COME PULIRE LA PISCINA

È sempre molto importante mantenere pulita la piscina, al fine di favorire la qualità dell’acqua e preservare materiali, superfici e componenti dell’impianto.
Di seguito vengono descritte le principali attività da svolgere per garantire un utilizzo confortevole e salubre della piscina.

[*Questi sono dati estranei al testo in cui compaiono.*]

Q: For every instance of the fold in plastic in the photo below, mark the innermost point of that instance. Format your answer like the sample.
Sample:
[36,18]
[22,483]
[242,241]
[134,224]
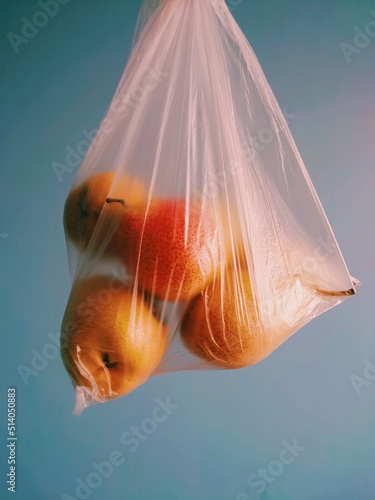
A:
[195,120]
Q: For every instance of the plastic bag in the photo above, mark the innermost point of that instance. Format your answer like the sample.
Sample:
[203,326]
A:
[194,234]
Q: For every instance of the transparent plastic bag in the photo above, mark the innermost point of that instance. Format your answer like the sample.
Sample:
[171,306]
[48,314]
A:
[194,234]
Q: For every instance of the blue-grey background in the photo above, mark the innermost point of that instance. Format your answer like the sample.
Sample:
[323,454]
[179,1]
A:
[227,424]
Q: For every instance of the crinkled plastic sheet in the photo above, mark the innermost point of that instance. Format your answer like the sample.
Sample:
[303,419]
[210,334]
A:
[194,120]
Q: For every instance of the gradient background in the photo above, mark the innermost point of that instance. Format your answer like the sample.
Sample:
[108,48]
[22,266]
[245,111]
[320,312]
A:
[228,424]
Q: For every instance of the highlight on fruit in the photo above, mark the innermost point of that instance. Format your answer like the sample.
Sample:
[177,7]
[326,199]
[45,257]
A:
[112,346]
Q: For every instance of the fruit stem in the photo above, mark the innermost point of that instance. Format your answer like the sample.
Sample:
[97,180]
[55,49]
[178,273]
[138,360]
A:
[115,200]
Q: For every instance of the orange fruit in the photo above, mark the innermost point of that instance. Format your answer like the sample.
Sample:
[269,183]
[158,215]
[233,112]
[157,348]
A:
[173,249]
[84,206]
[222,325]
[111,342]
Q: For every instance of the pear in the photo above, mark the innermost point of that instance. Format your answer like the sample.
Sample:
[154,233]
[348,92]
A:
[172,248]
[222,325]
[85,203]
[111,342]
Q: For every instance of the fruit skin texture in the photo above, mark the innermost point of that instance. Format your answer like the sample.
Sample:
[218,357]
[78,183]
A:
[173,250]
[221,325]
[110,341]
[84,206]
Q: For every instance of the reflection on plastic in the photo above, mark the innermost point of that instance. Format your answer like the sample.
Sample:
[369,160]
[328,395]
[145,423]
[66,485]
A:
[223,248]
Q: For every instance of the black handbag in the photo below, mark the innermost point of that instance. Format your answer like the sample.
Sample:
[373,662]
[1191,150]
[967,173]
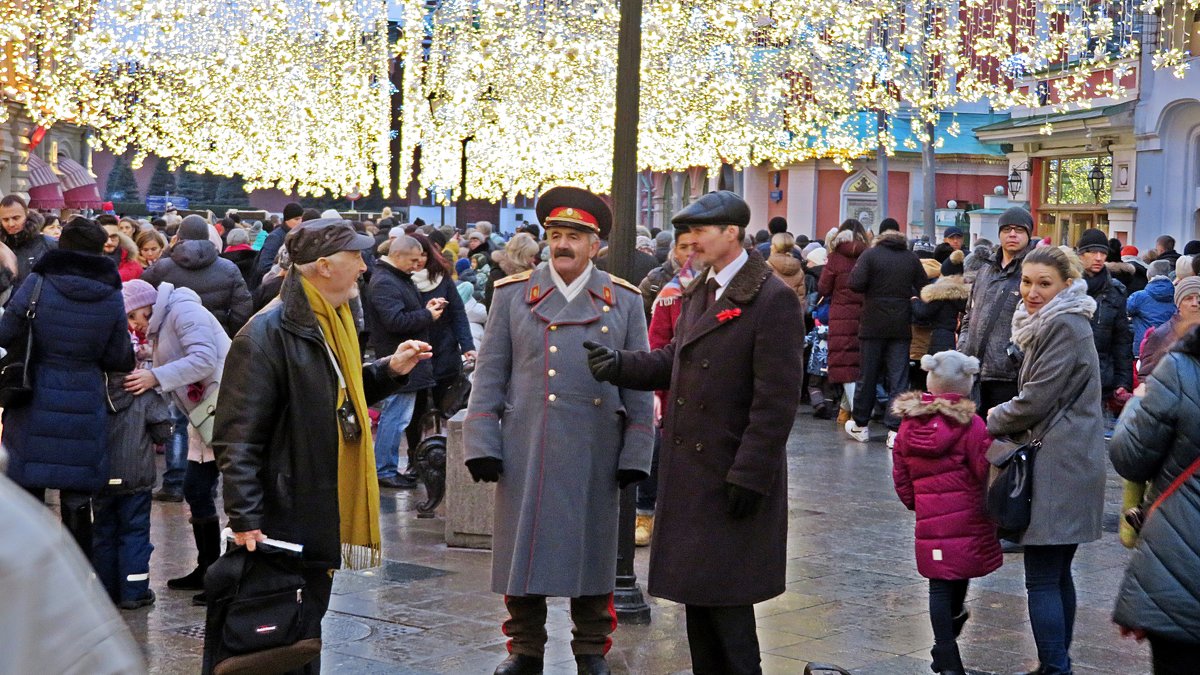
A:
[258,616]
[1009,497]
[16,376]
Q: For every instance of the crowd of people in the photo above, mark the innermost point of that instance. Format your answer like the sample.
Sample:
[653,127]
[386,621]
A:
[144,339]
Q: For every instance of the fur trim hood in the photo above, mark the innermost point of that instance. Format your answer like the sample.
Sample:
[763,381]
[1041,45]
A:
[952,287]
[1073,299]
[917,404]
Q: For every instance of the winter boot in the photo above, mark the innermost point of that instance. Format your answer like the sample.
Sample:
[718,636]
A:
[643,529]
[520,664]
[208,547]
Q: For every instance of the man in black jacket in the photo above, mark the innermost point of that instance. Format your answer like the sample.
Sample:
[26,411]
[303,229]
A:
[274,242]
[19,233]
[889,275]
[281,435]
[394,314]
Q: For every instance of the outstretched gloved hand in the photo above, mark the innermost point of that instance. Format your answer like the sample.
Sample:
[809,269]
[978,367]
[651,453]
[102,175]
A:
[604,362]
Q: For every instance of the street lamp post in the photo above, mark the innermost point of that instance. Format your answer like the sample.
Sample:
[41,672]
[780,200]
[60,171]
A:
[628,598]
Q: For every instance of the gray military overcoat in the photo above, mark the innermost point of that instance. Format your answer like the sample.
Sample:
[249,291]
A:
[562,435]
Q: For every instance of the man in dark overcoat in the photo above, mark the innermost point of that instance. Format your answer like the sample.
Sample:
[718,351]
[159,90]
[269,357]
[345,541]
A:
[558,442]
[720,531]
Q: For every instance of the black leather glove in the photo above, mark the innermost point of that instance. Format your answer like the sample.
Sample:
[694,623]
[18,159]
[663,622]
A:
[604,362]
[627,477]
[743,502]
[489,470]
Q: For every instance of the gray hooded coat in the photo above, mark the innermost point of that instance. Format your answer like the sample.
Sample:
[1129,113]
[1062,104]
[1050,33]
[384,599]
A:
[1068,472]
[219,282]
[562,435]
[1156,440]
[985,328]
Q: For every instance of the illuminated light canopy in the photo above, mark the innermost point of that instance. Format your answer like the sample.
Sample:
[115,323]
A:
[291,94]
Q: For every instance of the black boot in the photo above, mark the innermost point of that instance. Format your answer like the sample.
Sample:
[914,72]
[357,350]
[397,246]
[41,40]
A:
[77,519]
[208,547]
[592,664]
[520,664]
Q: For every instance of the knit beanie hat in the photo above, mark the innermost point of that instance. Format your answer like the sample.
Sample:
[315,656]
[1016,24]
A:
[138,293]
[292,210]
[193,228]
[1158,268]
[83,234]
[1183,268]
[949,372]
[1187,287]
[1092,240]
[1020,217]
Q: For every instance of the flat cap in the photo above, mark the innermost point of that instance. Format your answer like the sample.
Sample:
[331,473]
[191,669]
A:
[322,238]
[715,208]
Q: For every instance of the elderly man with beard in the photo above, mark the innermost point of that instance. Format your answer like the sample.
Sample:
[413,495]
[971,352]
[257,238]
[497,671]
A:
[558,443]
[22,238]
[292,434]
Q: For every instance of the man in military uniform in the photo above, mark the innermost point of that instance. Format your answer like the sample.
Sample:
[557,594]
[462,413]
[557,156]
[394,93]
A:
[558,443]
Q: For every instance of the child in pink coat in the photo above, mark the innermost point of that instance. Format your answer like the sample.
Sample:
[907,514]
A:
[940,472]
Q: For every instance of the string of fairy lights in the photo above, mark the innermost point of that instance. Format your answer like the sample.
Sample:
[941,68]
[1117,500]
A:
[294,94]
[744,82]
[289,94]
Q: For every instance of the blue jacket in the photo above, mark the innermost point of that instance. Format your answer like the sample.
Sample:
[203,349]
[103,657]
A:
[1152,306]
[450,335]
[395,312]
[60,438]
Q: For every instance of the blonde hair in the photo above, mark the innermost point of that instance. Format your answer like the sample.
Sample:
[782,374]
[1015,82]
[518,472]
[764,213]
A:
[783,243]
[1062,258]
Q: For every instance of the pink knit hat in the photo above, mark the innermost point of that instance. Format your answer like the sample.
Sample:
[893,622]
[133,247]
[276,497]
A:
[138,294]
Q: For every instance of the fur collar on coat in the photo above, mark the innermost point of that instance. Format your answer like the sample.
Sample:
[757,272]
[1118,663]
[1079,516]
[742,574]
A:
[1073,299]
[959,410]
[952,287]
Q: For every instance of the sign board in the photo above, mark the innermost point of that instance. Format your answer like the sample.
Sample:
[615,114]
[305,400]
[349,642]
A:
[159,202]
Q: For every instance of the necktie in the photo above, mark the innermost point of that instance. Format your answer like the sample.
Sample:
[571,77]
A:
[711,287]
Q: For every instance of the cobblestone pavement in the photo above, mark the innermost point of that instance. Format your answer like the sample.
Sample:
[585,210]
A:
[853,595]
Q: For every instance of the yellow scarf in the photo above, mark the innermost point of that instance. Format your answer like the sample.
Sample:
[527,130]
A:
[358,491]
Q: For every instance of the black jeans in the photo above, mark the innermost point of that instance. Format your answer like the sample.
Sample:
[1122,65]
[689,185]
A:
[723,640]
[1174,658]
[1051,599]
[885,360]
[946,598]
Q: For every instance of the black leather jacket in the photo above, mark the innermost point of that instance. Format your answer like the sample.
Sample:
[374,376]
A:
[276,428]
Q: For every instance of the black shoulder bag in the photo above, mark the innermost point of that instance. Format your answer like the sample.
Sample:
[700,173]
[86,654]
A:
[1009,499]
[16,376]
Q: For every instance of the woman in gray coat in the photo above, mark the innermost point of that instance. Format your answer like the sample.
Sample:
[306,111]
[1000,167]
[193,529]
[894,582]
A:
[1157,440]
[1053,328]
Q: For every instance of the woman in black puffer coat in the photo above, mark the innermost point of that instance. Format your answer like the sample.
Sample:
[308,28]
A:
[1157,440]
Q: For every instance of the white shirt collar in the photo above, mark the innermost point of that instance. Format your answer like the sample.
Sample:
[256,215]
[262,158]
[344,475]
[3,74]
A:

Utilizzo della scopa aspirante:

Si tratta di un accessorio indispensabile che ha lo scopo di raccogliere le impurità depositate sul fondo della piscina, che non hanno potuto essere raccolte dagli skimmer, dal bordo a sfioro o dalla presa di fondo.
La scopa aspirante si compone dei seguenti tre elementi:

  • scopa in materiale plastico o metallo;
  • manico telescopico in alluminio;
  • tubo flessibile galleggiante.

Modalità di utilizzo della scopa aspirante:

Montare la scopa all’estremità dell’asta telescopica a mezzo dell’apposito attacco a baionetta. Inserire un’estremità del tubo galleggiante sul porta gomma della scopa (verificare la presenza di eventuali indicazioni su quale estremità vada collegata) quindi accompagnarla in acqua. Far scorrere in acqua il tubo galleggiante immergendolo progressivamente fino all’estremità rimasta libera, facendolo riempire d’acqua. Riempito d’acqua il tubo galleggiante, inserirne l’estremità libera nell’attacco a parete della bocchetta aspirafango, se presente, o sull’apposito attacco dello skimmer.
A filtrazione in atto aprire gradualmente la valvola 1 e muovere sul fondo della vasca la scopa che raccoglierà lo sporco depositatosi, convogliandolo verso il filtro. Si consiglia di eseguire l’operazione con movimenti lenti e regolari in modo da non far sollevare dal fondo i depositi leggeri che, prima di sedimentare di nuovo, possono intorbidire l’acqua della piscina anche per diverso tempo.
È consigliabile anche cercare di far aderire bene la scopa al fondo vasca per ottenere una migliore aspirazione. L’adesione ottimale si ottiene chiudendo parzialmente le valvole di aspirazione diverse da quella a cui è collegata la scopa, in modo da aumentare la portata su quest’ultima tubazione.
Controllare che il manometro del filtro non indichi una pressione eccessivamente bassa, fatto che potrebbe portare alla cavitazione della pompa: in questo caso riaprire progressivamente le valvole che in precedenza erano state parzialmente chiuse.
Al termine dell’operazione procedere ad un controlavaggio del filtro (vedere: “Lavaggio in controcorrente o controlavaggio” descritto in precedenza) e, successivamente, ripristinare la normale filtrazione.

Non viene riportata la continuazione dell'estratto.